Stimulation of immune cells causes depletion of Ca2+ from endoplasmic reticulum (ER) stores, thereby triggering sustained Ca2+ entry through store-operated Ca2+ release-activated Ca2+ (CRAC) channels, an essential signal for lymphocyte activation and proliferation. Recent evidence indicates that activation of CRAC current is initiated by STIM proteins, which sense ER Ca2+ levels through an EF-hand located in the ER lumen and relocalize upon store depletion into puncta closely associated with the plasma membrane. Drosophila Orai and human Orai1 (also called TMEM142A) have been identified as critical components of store-operated Ca2+ entry downstream of STIM. Combined overexpression of Orai and Stim in Drosophila cells, or Orai1 and STIM1 in mammalian cells, leads to a marked increase in CRAC current. However, these experiments did not establish whether Orai is an essential intracellular link between STIM and the CRAC channel, an accessory protein in the plasma membrane, or an actual pore subunit. This study shows that Orai1 is a plasma membrane protein, and that CRAC channel function is sensitive to mutation of two conserved acidic residues in the transmembrane segments. E106D and E190Q substitutions in transmembrane helices 1 and 3, respectively, diminish Ca2+ influx, increase current carried by monovalent cations, and render the channel permeable to Cs+. These changes in ion selectivity provide strong evidence that Orai1 is a pore subunit of the CRAC channel (Prakriya, 2006).

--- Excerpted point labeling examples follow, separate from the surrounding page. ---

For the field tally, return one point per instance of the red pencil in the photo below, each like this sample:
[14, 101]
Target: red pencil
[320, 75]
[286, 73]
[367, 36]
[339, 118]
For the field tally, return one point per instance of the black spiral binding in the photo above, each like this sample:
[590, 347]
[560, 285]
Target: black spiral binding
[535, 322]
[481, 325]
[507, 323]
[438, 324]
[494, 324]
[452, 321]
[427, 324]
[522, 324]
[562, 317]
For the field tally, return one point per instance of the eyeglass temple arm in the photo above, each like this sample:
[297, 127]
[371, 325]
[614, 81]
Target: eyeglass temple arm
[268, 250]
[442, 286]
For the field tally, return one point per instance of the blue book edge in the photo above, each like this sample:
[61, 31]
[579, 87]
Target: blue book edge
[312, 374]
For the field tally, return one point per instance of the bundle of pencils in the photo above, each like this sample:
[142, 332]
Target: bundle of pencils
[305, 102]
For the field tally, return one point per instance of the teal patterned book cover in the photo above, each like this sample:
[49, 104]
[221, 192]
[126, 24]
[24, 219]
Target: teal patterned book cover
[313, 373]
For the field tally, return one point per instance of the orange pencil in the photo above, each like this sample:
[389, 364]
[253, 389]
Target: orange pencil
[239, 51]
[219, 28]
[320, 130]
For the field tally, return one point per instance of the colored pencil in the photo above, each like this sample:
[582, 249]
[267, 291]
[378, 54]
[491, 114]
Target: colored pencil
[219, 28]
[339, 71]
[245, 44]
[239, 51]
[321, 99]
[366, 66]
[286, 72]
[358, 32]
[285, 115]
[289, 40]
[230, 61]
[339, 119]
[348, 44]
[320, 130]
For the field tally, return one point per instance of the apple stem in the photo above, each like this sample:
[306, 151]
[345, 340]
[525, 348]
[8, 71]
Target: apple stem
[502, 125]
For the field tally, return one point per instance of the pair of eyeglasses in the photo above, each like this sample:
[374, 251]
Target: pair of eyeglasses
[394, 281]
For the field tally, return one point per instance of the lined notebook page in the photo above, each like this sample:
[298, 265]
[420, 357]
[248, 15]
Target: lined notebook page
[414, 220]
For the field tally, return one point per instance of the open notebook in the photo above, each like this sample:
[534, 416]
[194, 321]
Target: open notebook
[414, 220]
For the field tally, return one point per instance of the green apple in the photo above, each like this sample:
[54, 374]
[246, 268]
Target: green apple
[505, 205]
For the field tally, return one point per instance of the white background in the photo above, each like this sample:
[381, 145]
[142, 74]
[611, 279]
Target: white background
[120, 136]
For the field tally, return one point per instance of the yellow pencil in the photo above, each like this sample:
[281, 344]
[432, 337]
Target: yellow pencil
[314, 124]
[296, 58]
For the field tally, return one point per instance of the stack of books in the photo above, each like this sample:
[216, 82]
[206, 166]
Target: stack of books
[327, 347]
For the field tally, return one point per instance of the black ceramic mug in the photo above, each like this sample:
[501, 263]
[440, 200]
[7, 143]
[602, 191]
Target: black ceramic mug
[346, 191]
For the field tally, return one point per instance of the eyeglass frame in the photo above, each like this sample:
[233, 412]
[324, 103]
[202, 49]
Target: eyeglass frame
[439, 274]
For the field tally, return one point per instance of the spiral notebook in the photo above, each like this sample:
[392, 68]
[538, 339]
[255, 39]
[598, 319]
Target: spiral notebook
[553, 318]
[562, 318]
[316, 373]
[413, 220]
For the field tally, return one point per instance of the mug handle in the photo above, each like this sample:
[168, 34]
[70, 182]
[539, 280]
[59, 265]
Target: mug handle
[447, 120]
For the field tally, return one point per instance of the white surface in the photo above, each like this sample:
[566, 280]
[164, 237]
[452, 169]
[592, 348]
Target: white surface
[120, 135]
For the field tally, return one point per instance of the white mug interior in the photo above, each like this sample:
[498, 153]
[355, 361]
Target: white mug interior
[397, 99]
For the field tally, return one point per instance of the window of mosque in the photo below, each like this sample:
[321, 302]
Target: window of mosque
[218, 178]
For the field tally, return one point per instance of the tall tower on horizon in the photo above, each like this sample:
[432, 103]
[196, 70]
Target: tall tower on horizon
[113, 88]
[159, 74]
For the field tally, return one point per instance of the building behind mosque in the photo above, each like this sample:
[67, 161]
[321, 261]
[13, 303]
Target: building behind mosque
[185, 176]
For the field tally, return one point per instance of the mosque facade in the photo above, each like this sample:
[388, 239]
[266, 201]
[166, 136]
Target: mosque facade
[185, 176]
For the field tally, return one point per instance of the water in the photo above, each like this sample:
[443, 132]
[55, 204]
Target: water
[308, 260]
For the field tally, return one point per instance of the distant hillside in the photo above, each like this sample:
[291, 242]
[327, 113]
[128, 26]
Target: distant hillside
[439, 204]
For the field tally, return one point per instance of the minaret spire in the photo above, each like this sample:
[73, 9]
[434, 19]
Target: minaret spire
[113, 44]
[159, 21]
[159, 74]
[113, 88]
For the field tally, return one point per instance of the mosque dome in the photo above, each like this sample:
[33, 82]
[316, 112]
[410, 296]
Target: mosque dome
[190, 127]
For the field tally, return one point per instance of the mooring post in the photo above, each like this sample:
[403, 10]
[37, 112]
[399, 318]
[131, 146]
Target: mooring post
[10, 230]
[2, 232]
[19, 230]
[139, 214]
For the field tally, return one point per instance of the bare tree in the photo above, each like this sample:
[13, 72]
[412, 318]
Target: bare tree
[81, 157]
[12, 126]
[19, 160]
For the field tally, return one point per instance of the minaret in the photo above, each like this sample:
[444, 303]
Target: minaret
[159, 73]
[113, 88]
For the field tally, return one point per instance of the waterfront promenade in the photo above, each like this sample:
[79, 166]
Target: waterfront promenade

Antigen stimulation of immune cells triggers Ca2+ entry through Ca2+ release-activated Ca2+ (CRAC) channels, promoting the immune response to pathogens by activating the transcription factor NFAT. Cells from patients with one form of hereditary severe combined immune deficiency (SCID) syndrome are defective in store-operated Ca2+ entry and CRAC channel function. This study has identified the genetic defect in these patients, using a combination of two unbiased genome-wide approaches: a modified linkage analysis with single-nucleotide polymorphism arrays, and a Drosophila RNA interference screen designed to identify regulators of store-operated Ca2+ entry and NFAT nuclear import. Both approaches converged on a novel protein that was called Orai1, which contains four putative transmembrane segments. [In Greek mythology, the Orai are the keepers of the gates of heaven: Eunomia (Order or Harmony), Dike (Justice) and Eirene (Peace)]. The SCID patients are homozygous for a single missense mutation in ORAI1, and expression of wild-type Orai1 in SCID T cells restores store-operated Ca2+ influx and the CRAC current (I(CRAC)). It is proposed that Orai1 is an essential component or regulator of the CRAC channel complex (Feske, 2006).